Феномен музыки дан нам единственно для того, чтобы внести порядок во все существующее, включая сюда прежде всего отношение между человеком и временем»; «Нельзя лучше определить ощущения, производимые музыкой, как отождествив их с тем впечатлением, которое вызывает в нас созерцание архитектурных форм. Гёте хорошо это понимал, он говорил, что архитектура — это окаменевшая музыка» (241, с. 99–100).
Величественный памятник архитектуры можно назвать свидетельством познания пространственной протяженности мира — освоением этой стороны действительности. Величественная музыкальная симфония так же свидетельствует о познании временной протяженности и о ее подчинении. Конкретное содержание и значимость этих побед, разумеется, совершенно субъективны. Они — в сцеплениях ассоциаций, вызываемых непосредственно воспринимаемой структурой данного произведения.
Но представления о пространстве и времени меняются, а борьба за покорение того и другого не прекращается. Поэтому возникают новые взаимоотношения с тем и другим.
Овладевая пространством, архитектура всегда оперировала объемами, а их ограничение требовало плоскостей. Ле Корбюзье писал, что допускает фреску не для того, чтобы увеличить ценность стены, а наоборот, как средство ее уничтожения, отнятия у нее всякого представления о стабильности, весе и т. д. Он признавал «Страшный суд» Микеланджело в Сикстинской капелле, уничтожающий стену, признавал и потолок в той же капелле, уничтожающий самого себя.
История, рассказанная Микеланджело, оказалась сильнее архитектуры. Архитектура обычно дорожила плоскостью, стеной, уступая ее лишь в исключительных случаях.
Современная архитектура идет иным путем. Пространство покорено техникой. В современных сооружениях величайших размеров объем не впечатляет; они больше похожи на гигантские листы, поставленные вертикально, на башню, на штык, вонзенный в землю. Стена из металлического каркаса и стекла разрушает впечатление сплошной плоскости, ограничивающей объем по вертикали; многоэтажная высота и опоры на столбах скрывают плоскости горизонтальные. Без трех измерений объема нет. Как будто архитектура стремится не покорить пространство, а уничтожить его, и это ей удается. Она демонстрирует пренебрежение к нему. Может быть, так отражается на ней та доступность расстояний, при которой можно в три дня побывать в Вашингтоне, Москве, Каире и Лондоне?

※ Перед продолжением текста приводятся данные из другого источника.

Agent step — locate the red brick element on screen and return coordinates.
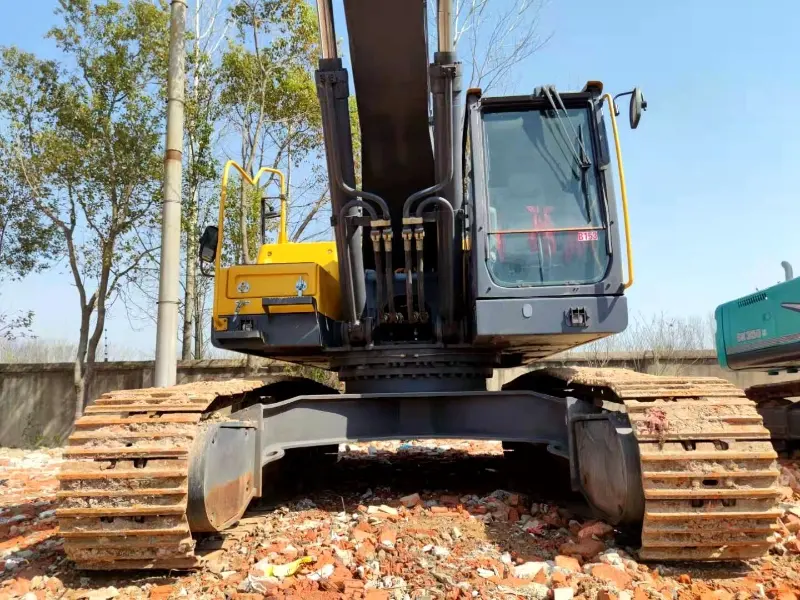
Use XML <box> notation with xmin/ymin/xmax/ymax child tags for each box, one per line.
<box><xmin>378</xmin><ymin>527</ymin><xmax>397</xmax><ymax>548</ymax></box>
<box><xmin>700</xmin><ymin>590</ymin><xmax>733</xmax><ymax>600</ymax></box>
<box><xmin>783</xmin><ymin>513</ymin><xmax>800</xmax><ymax>533</ymax></box>
<box><xmin>150</xmin><ymin>585</ymin><xmax>175</xmax><ymax>600</ymax></box>
<box><xmin>784</xmin><ymin>538</ymin><xmax>800</xmax><ymax>554</ymax></box>
<box><xmin>558</xmin><ymin>539</ymin><xmax>606</xmax><ymax>558</ymax></box>
<box><xmin>556</xmin><ymin>555</ymin><xmax>581</xmax><ymax>573</ymax></box>
<box><xmin>353</xmin><ymin>529</ymin><xmax>375</xmax><ymax>542</ymax></box>
<box><xmin>591</xmin><ymin>564</ymin><xmax>632</xmax><ymax>590</ymax></box>
<box><xmin>578</xmin><ymin>521</ymin><xmax>614</xmax><ymax>540</ymax></box>
<box><xmin>356</xmin><ymin>540</ymin><xmax>375</xmax><ymax>561</ymax></box>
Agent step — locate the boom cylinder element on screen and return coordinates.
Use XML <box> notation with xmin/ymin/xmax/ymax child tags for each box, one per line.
<box><xmin>317</xmin><ymin>0</ymin><xmax>337</xmax><ymax>59</ymax></box>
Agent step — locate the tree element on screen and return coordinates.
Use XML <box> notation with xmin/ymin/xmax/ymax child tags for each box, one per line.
<box><xmin>0</xmin><ymin>143</ymin><xmax>56</xmax><ymax>340</ymax></box>
<box><xmin>0</xmin><ymin>0</ymin><xmax>168</xmax><ymax>416</ymax></box>
<box><xmin>181</xmin><ymin>0</ymin><xmax>228</xmax><ymax>360</ymax></box>
<box><xmin>428</xmin><ymin>0</ymin><xmax>551</xmax><ymax>92</ymax></box>
<box><xmin>221</xmin><ymin>0</ymin><xmax>326</xmax><ymax>264</ymax></box>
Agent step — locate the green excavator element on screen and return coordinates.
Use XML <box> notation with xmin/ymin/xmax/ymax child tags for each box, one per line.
<box><xmin>57</xmin><ymin>0</ymin><xmax>779</xmax><ymax>569</ymax></box>
<box><xmin>714</xmin><ymin>261</ymin><xmax>800</xmax><ymax>452</ymax></box>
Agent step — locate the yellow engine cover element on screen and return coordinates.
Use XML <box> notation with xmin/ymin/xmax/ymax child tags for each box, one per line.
<box><xmin>214</xmin><ymin>242</ymin><xmax>341</xmax><ymax>330</ymax></box>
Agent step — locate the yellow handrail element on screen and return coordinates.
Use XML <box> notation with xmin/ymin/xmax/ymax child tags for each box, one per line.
<box><xmin>603</xmin><ymin>94</ymin><xmax>633</xmax><ymax>290</ymax></box>
<box><xmin>214</xmin><ymin>160</ymin><xmax>289</xmax><ymax>272</ymax></box>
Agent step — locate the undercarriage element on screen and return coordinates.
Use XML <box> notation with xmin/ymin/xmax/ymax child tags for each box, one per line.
<box><xmin>57</xmin><ymin>368</ymin><xmax>779</xmax><ymax>569</ymax></box>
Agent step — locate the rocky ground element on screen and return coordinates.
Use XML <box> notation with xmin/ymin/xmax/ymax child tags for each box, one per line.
<box><xmin>0</xmin><ymin>440</ymin><xmax>800</xmax><ymax>600</ymax></box>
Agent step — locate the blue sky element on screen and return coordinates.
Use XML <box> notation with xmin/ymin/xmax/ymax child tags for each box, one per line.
<box><xmin>0</xmin><ymin>0</ymin><xmax>800</xmax><ymax>354</ymax></box>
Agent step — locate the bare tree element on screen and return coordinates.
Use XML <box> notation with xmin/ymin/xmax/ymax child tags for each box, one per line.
<box><xmin>566</xmin><ymin>313</ymin><xmax>714</xmax><ymax>375</ymax></box>
<box><xmin>428</xmin><ymin>0</ymin><xmax>552</xmax><ymax>92</ymax></box>
<box><xmin>181</xmin><ymin>0</ymin><xmax>230</xmax><ymax>360</ymax></box>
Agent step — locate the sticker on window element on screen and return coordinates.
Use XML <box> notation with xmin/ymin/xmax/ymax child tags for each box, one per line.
<box><xmin>578</xmin><ymin>231</ymin><xmax>599</xmax><ymax>242</ymax></box>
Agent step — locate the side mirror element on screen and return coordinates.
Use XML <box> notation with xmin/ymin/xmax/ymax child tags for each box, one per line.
<box><xmin>261</xmin><ymin>196</ymin><xmax>281</xmax><ymax>219</ymax></box>
<box><xmin>200</xmin><ymin>225</ymin><xmax>219</xmax><ymax>262</ymax></box>
<box><xmin>628</xmin><ymin>88</ymin><xmax>647</xmax><ymax>129</ymax></box>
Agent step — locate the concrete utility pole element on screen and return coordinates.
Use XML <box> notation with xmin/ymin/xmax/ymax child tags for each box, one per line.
<box><xmin>154</xmin><ymin>0</ymin><xmax>191</xmax><ymax>387</ymax></box>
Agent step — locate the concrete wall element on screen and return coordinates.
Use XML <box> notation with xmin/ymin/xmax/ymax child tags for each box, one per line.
<box><xmin>0</xmin><ymin>352</ymin><xmax>790</xmax><ymax>447</ymax></box>
<box><xmin>0</xmin><ymin>360</ymin><xmax>298</xmax><ymax>448</ymax></box>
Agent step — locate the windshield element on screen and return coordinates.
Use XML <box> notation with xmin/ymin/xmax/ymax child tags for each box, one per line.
<box><xmin>483</xmin><ymin>108</ymin><xmax>609</xmax><ymax>287</ymax></box>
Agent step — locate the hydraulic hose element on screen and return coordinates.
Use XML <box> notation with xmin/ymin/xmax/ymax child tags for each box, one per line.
<box><xmin>403</xmin><ymin>78</ymin><xmax>455</xmax><ymax>218</ymax></box>
<box><xmin>416</xmin><ymin>196</ymin><xmax>455</xmax><ymax>325</ymax></box>
<box><xmin>323</xmin><ymin>85</ymin><xmax>390</xmax><ymax>220</ymax></box>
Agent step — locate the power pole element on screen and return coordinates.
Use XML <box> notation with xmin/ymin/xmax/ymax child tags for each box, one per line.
<box><xmin>154</xmin><ymin>0</ymin><xmax>186</xmax><ymax>387</ymax></box>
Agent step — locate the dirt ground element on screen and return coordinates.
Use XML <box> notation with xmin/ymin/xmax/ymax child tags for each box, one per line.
<box><xmin>0</xmin><ymin>440</ymin><xmax>800</xmax><ymax>600</ymax></box>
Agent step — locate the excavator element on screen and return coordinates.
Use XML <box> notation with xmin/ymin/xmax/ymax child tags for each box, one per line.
<box><xmin>714</xmin><ymin>261</ymin><xmax>800</xmax><ymax>453</ymax></box>
<box><xmin>57</xmin><ymin>0</ymin><xmax>779</xmax><ymax>570</ymax></box>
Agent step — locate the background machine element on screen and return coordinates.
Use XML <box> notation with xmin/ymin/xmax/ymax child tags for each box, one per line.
<box><xmin>714</xmin><ymin>261</ymin><xmax>800</xmax><ymax>451</ymax></box>
<box><xmin>58</xmin><ymin>0</ymin><xmax>778</xmax><ymax>569</ymax></box>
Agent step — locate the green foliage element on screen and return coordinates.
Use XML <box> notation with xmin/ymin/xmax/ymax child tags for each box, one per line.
<box><xmin>220</xmin><ymin>0</ymin><xmax>322</xmax><ymax>258</ymax></box>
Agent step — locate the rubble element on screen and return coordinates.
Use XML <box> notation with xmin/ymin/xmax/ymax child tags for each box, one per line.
<box><xmin>0</xmin><ymin>440</ymin><xmax>800</xmax><ymax>600</ymax></box>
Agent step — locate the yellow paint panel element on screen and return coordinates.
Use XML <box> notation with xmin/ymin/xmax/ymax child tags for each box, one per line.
<box><xmin>227</xmin><ymin>263</ymin><xmax>318</xmax><ymax>299</ymax></box>
<box><xmin>256</xmin><ymin>242</ymin><xmax>339</xmax><ymax>281</ymax></box>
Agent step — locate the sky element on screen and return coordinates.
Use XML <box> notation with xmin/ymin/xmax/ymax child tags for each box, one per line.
<box><xmin>0</xmin><ymin>0</ymin><xmax>800</xmax><ymax>355</ymax></box>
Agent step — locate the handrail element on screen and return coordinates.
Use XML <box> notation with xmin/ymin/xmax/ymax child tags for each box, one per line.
<box><xmin>214</xmin><ymin>160</ymin><xmax>289</xmax><ymax>272</ymax></box>
<box><xmin>603</xmin><ymin>94</ymin><xmax>633</xmax><ymax>290</ymax></box>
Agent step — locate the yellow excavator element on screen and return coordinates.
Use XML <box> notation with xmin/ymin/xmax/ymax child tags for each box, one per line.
<box><xmin>57</xmin><ymin>0</ymin><xmax>778</xmax><ymax>569</ymax></box>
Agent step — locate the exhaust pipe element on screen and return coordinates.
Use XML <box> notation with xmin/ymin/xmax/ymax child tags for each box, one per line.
<box><xmin>317</xmin><ymin>0</ymin><xmax>338</xmax><ymax>59</ymax></box>
<box><xmin>781</xmin><ymin>260</ymin><xmax>794</xmax><ymax>281</ymax></box>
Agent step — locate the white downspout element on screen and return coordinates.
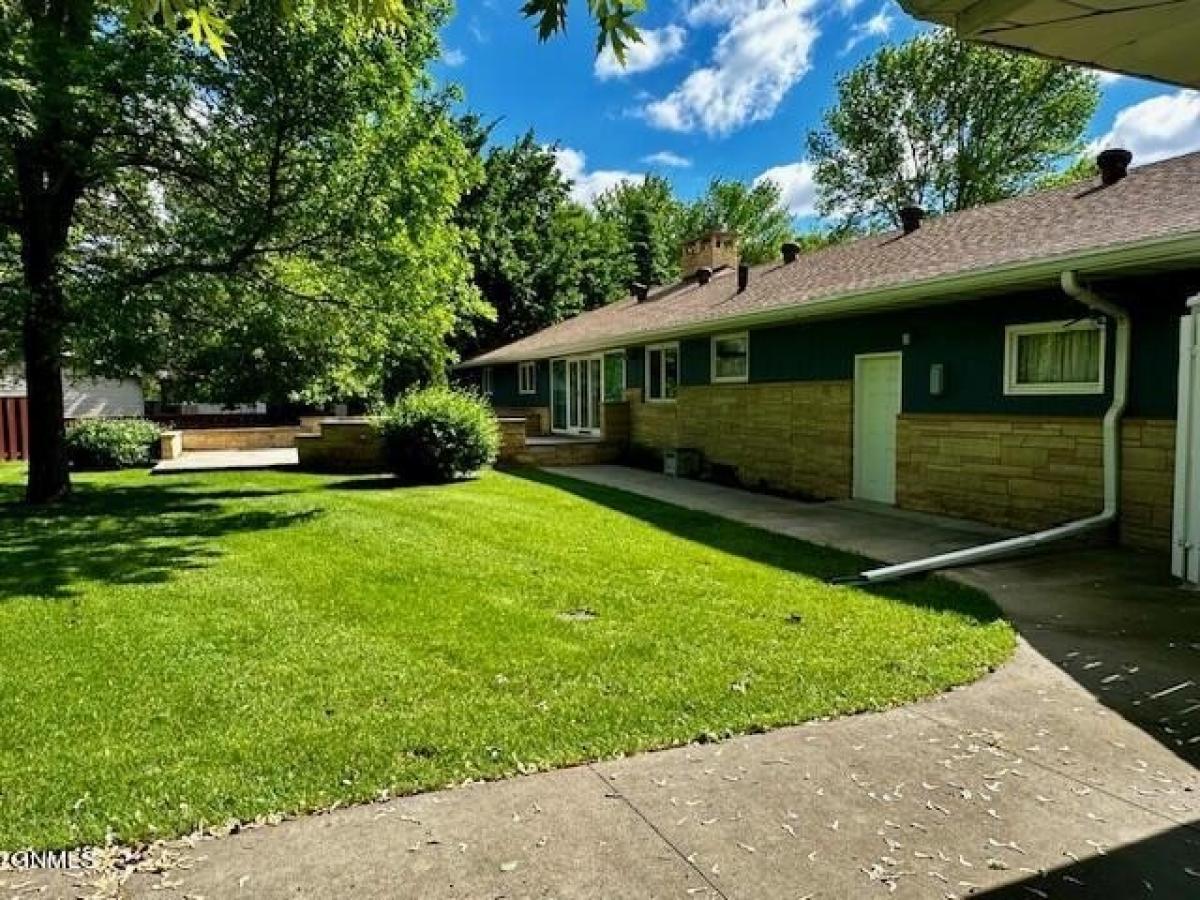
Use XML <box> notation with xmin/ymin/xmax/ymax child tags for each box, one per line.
<box><xmin>848</xmin><ymin>270</ymin><xmax>1129</xmax><ymax>583</ymax></box>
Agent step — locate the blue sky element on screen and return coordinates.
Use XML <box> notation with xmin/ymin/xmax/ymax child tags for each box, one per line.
<box><xmin>434</xmin><ymin>0</ymin><xmax>1200</xmax><ymax>222</ymax></box>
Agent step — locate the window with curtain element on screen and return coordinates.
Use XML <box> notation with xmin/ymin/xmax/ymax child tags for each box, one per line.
<box><xmin>604</xmin><ymin>350</ymin><xmax>625</xmax><ymax>403</ymax></box>
<box><xmin>646</xmin><ymin>343</ymin><xmax>679</xmax><ymax>400</ymax></box>
<box><xmin>713</xmin><ymin>332</ymin><xmax>750</xmax><ymax>382</ymax></box>
<box><xmin>517</xmin><ymin>362</ymin><xmax>538</xmax><ymax>394</ymax></box>
<box><xmin>1004</xmin><ymin>320</ymin><xmax>1105</xmax><ymax>394</ymax></box>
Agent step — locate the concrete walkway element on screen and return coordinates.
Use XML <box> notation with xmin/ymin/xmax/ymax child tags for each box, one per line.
<box><xmin>150</xmin><ymin>446</ymin><xmax>300</xmax><ymax>475</ymax></box>
<box><xmin>21</xmin><ymin>467</ymin><xmax>1200</xmax><ymax>900</ymax></box>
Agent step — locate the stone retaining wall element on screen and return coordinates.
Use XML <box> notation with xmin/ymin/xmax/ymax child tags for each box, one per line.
<box><xmin>182</xmin><ymin>425</ymin><xmax>304</xmax><ymax>452</ymax></box>
<box><xmin>296</xmin><ymin>419</ymin><xmax>388</xmax><ymax>473</ymax></box>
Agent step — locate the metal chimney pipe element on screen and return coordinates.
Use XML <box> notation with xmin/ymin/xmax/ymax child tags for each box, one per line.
<box><xmin>900</xmin><ymin>206</ymin><xmax>925</xmax><ymax>234</ymax></box>
<box><xmin>1096</xmin><ymin>146</ymin><xmax>1133</xmax><ymax>186</ymax></box>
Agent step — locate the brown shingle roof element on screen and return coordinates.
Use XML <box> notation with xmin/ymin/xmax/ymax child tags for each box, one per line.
<box><xmin>463</xmin><ymin>152</ymin><xmax>1200</xmax><ymax>366</ymax></box>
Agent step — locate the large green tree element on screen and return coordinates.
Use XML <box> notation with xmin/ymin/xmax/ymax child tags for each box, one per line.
<box><xmin>456</xmin><ymin>130</ymin><xmax>624</xmax><ymax>356</ymax></box>
<box><xmin>0</xmin><ymin>0</ymin><xmax>474</xmax><ymax>502</ymax></box>
<box><xmin>684</xmin><ymin>179</ymin><xmax>793</xmax><ymax>265</ymax></box>
<box><xmin>808</xmin><ymin>31</ymin><xmax>1099</xmax><ymax>227</ymax></box>
<box><xmin>595</xmin><ymin>175</ymin><xmax>686</xmax><ymax>289</ymax></box>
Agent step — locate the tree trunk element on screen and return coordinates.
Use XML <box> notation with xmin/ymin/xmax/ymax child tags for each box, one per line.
<box><xmin>24</xmin><ymin>278</ymin><xmax>71</xmax><ymax>503</ymax></box>
<box><xmin>16</xmin><ymin>140</ymin><xmax>80</xmax><ymax>503</ymax></box>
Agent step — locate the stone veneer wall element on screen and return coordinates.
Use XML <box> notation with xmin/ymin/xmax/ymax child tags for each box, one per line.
<box><xmin>625</xmin><ymin>388</ymin><xmax>679</xmax><ymax>450</ymax></box>
<box><xmin>630</xmin><ymin>382</ymin><xmax>853</xmax><ymax>499</ymax></box>
<box><xmin>896</xmin><ymin>414</ymin><xmax>1175</xmax><ymax>550</ymax></box>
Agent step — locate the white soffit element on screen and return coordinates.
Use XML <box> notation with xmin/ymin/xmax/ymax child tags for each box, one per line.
<box><xmin>899</xmin><ymin>0</ymin><xmax>1200</xmax><ymax>88</ymax></box>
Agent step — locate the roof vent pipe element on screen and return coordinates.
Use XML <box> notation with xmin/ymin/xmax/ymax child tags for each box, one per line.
<box><xmin>900</xmin><ymin>206</ymin><xmax>925</xmax><ymax>234</ymax></box>
<box><xmin>1096</xmin><ymin>146</ymin><xmax>1133</xmax><ymax>186</ymax></box>
<box><xmin>838</xmin><ymin>270</ymin><xmax>1129</xmax><ymax>584</ymax></box>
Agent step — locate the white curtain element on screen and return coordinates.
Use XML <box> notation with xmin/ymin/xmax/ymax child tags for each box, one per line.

Но человек, победивший техникой расстояния, оказался в небывалом подчинении у времени. Оно все больше переполняется событиями, и человеку недостает сил и способностей, чтобы не отставать от его бега и с этими событиями считаться, как они того требуют. «Не чувствуете ли вы, — пишет Рильке, — как все вокруг вас движется? Люди в погоне за днями так обессиливают, что если и настигнут какой-нибудь из них, то, запыхавшись, не могут даже побеседовать с ним» (207, с. 407).
«Чтобы вовремя поспеть, все мчатся недоев-недопив» (Б. Пастернак — 194, с. 444).
Может быть, на современной музыке это отражается в решительном отходе от мелодии и подчинении ее ритму? А. Вертинский более четверти века тому назад заметил, что от Америки остается только ритм, вечный счет какого-то одного и того же музыкального шума, мелодию которого никак не запомнить. Ритм, подвластный мелодии — это время, подчиненное человеку в музыке; господствующий ритм, а далее — и метр (размер, счет) подчиняют человека времени, обесценивая мелодию.
Но познание бега времени и властное обозначение его — разве не воплощают идеальное овладение временем? Ведь и катарсис заключается в постижении закона трагического.